Putting It All Together: The Full Pipeline

Here's the complete pipeline I run every time I come back from a shoot:

#!/bin/bash
# photo-pipeline.sh -- run after every shoot
set -e

SOURCE=/mnt/sd_card/DCIM
DEST=/photos/organised
EXPORT=/photos/exported
GPX=/tracks
DATE=$(date +%Y-%m-%d)

echo "[$DATE] Starting photo pipeline..."

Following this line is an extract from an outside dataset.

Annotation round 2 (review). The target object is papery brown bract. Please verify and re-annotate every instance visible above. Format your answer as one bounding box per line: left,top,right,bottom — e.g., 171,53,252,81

# 1. Extract metadata and organise by date/camera
python3 organise_photos.py --source $SOURCE --dest $DEST

# 2. Find and report near-duplicates
python3 find_duplicates.py --dir $DEST --report /tmp/duplicates-$DATE.json

# 3. Apply GPS track log to photos
python3 geotag_photos.py --dir $DEST --gpx $GPX/$DATE.gpx

# 4. Export web versions
python3 batch_export.py --source $DEST --output $EXPORT --max-dim 2048 --quality 85

# 5. Sync exports to cloud storage
rclone sync $EXPORT/web cloud:photos/web --progress

echo "[$DATE] Pipeline complete!"

From SD card to organised, geotagged, deduplicated, web-ready, and backed up — in about 5 minutes for a typical shoot. It used to take me an entire evening.

The Bigger Picture

I've been shooting photos and writing Python for years, but it took me too long to put the two together. The same skills I use for data science — extracting, transforming, and loading data — apply perfectly to photo management. EXIF data is just another dataset. File organisation is just another ETL pipeline. Batch processing is batch processing, whether you're resizing images or transforming pandas DataFrames.

The scripts above aren't production-grade software — they're the kind of quick, practical tools I've always written for myself and shared on this blog. They work for my workflow with my cameras. But the approach is universal: extract the metadata, automate the boring parts, and keep your creative energy for the things that actually matter — like deciding which of those 15 burst shots is the keeper.

If you're sitting on a hard drive full of unorganised photos, start with Step 1 — just the EXIF extraction and folder organisation. That alone will change how you interact with your photo library. The rest is gravy.